Felony charges dropped against McDougall

Felony charges against McDougall dropped


McDougall is scheduled to turn himself in at the county jail in Brentwood this morning, the result of his conviction last month on a charge of obstructing government administration.

He was sentenced in that case last week, receiving 28 days of suspended jail time and 50 hours of community service. McDougall was ordered to receive anger management counseling and to stay away from Breen and Fire Department property.

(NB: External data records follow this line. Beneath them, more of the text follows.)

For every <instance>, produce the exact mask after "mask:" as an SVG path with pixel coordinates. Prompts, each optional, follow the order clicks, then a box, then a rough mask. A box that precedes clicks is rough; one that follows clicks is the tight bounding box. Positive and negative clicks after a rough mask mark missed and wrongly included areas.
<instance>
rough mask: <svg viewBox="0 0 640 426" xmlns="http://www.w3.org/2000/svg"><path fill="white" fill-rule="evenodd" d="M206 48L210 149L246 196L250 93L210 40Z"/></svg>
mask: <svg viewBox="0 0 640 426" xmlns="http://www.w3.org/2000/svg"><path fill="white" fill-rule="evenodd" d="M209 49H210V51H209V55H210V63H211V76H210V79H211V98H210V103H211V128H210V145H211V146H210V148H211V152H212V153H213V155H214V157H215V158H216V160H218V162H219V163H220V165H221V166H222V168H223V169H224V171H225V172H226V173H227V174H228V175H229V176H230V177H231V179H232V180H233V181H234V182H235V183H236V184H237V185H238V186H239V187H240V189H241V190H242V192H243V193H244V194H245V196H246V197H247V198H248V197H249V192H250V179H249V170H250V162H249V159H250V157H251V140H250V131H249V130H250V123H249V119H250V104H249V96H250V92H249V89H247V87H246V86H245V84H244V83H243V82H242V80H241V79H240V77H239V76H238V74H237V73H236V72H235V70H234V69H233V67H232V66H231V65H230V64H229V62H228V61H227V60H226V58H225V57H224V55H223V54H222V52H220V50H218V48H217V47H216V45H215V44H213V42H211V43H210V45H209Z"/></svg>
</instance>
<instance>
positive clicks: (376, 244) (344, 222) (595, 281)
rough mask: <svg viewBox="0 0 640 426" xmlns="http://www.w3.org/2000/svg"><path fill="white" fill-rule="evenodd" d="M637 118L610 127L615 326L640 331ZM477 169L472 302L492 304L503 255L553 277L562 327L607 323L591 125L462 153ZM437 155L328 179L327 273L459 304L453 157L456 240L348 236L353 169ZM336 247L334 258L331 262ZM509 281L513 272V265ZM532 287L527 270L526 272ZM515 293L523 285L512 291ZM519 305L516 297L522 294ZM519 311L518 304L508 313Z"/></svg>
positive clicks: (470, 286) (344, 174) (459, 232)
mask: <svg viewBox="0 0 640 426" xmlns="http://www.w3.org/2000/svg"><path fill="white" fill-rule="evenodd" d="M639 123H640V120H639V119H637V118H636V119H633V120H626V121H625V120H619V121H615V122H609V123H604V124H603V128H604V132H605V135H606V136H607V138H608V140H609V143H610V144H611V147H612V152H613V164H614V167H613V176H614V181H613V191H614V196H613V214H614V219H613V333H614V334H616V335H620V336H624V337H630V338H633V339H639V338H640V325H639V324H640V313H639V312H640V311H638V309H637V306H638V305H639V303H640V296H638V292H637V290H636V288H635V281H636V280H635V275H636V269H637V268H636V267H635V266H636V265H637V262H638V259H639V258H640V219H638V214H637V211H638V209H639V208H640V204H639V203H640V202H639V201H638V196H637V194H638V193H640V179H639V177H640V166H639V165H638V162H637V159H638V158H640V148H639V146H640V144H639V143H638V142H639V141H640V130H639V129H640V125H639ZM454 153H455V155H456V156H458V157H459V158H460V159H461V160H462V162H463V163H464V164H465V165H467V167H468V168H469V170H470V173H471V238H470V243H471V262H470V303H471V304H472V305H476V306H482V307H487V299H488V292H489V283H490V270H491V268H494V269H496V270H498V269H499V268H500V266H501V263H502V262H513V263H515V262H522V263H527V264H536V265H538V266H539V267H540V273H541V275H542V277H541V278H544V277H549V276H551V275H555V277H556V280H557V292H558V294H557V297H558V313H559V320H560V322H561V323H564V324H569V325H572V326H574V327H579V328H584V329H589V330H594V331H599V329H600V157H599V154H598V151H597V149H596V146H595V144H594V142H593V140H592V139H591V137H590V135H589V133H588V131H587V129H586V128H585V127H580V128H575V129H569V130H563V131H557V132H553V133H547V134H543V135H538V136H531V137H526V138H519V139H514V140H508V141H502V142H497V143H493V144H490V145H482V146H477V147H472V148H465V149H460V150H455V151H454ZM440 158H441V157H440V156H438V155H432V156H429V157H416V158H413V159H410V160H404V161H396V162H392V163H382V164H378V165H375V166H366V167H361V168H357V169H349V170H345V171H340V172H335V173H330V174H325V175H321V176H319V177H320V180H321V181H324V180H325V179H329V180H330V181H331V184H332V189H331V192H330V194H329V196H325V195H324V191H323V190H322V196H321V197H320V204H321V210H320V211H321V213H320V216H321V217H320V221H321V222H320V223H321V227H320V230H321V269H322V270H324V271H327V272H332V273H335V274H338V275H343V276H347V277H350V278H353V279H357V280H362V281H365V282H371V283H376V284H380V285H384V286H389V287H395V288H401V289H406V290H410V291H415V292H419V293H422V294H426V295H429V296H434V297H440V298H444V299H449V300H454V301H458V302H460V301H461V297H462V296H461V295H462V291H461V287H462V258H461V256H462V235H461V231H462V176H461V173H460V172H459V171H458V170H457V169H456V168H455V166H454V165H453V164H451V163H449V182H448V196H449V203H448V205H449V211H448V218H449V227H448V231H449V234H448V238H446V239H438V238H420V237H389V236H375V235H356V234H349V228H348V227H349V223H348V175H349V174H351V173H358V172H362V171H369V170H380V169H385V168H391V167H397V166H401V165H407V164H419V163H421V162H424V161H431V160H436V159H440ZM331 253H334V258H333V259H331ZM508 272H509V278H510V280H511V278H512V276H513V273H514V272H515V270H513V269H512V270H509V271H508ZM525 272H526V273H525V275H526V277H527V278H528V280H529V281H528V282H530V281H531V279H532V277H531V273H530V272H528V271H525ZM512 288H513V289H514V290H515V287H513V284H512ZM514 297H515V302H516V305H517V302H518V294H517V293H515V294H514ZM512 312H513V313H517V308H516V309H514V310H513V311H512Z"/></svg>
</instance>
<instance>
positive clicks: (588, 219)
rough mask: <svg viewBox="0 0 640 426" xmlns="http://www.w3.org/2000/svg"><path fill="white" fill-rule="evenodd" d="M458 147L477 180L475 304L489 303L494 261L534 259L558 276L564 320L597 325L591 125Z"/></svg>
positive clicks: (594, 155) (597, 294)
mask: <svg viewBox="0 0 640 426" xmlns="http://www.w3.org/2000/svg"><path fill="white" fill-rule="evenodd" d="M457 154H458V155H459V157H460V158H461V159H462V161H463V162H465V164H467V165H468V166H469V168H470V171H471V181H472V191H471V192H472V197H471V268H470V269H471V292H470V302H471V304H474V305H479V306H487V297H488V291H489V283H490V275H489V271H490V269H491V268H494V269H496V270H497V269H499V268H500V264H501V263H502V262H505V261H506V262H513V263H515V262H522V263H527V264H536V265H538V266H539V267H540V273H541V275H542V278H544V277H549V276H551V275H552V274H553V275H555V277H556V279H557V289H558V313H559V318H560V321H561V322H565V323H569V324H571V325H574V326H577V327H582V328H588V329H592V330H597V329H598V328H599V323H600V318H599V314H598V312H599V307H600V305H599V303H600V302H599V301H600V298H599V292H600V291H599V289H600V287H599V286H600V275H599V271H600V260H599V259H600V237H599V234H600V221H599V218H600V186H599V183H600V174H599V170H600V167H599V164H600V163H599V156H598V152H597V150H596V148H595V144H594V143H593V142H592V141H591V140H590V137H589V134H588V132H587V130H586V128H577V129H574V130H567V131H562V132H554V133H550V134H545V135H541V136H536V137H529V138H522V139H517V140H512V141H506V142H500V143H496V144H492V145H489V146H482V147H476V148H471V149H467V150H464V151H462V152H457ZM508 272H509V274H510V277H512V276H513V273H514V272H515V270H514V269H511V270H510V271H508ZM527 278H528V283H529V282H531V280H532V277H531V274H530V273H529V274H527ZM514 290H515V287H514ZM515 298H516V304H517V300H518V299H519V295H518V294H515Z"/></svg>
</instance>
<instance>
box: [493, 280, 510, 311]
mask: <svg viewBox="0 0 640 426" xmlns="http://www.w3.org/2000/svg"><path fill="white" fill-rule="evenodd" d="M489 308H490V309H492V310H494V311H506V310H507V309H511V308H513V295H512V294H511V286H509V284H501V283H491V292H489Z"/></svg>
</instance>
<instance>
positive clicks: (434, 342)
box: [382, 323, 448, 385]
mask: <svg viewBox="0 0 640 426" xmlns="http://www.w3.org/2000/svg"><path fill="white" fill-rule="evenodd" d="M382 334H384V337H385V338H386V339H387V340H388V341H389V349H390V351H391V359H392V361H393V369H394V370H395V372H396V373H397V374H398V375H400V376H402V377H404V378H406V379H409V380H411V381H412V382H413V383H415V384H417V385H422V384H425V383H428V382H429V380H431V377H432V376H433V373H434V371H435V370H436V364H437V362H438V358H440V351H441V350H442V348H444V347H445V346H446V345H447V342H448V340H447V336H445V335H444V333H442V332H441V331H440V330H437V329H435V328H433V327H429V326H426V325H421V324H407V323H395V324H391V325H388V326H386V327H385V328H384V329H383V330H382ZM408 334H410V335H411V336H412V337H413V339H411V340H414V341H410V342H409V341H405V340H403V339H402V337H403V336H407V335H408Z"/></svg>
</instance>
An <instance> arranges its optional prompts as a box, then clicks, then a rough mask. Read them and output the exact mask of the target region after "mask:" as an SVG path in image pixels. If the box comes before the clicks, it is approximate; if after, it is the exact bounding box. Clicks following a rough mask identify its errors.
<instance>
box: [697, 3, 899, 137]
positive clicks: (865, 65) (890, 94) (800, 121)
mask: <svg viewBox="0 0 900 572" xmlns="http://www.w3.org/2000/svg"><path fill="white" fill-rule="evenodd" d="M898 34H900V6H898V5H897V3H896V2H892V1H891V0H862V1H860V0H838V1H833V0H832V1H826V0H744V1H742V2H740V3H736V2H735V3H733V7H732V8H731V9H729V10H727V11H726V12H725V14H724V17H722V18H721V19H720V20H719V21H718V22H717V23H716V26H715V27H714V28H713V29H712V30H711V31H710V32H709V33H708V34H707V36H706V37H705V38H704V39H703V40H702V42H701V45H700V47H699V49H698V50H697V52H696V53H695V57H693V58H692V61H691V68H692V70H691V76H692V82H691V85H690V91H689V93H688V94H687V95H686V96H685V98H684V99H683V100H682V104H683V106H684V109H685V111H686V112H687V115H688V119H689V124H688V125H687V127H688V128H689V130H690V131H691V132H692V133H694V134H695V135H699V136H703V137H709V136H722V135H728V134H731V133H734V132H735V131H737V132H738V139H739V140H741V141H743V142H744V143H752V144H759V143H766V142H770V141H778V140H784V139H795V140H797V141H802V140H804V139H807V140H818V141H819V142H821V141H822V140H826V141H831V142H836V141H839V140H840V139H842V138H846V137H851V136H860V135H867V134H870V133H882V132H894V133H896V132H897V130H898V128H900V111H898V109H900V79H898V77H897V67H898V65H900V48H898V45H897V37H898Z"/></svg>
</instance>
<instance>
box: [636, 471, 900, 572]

As he handed down his sentence, Sullivan told McDougall he betrayed his wife’s trust and served as a poor role model for the couple’s 7-year-old son.

“You obviously have an anger problem, you really do,” Sullivan said.

The latest charges against McDougall were filed by Salem police in late August.

McDougall became upset when police Officer Matt Mackenzie went to the couple’s Tiffany Road home to serve a subpoena on Jane McDougal. She was called as a witness for the prosecution in her husband’s obstruction trial.

McDougall told Mackenzie the subpoena should go to his lawyer, not his wife, according to a police affidavit.

Mackenzie had knocked on the door several times and heard a woman’s voice inside. While the officer was waiting, McDougall went inside the apartment and slammed the door. McDougall re-emerged, telling Mackenzie his wife was sleeping.

“He accused the officer of trying to break up his family,” prosecutor Jason Grosky told Sullivan yesterday.

While Mackenzie and McDougall were engaged in a heated conversation, Jane McDougall yelled through a window that she was awake and accepted the subpoena.

Several days later, McDougall went to the central fire station and asked to speak to Breen, saying he wanted information about a patient’s right to refuse ambulance service, according to an affidavit.

McDougall appeared “distraught,” Breen told police.

Breen told McDougall the fire department does not have a specific policy regarding patients’ right to refuse ambulance service, Grosky said. The two men then became involved in a heated argument, the prosecutor said.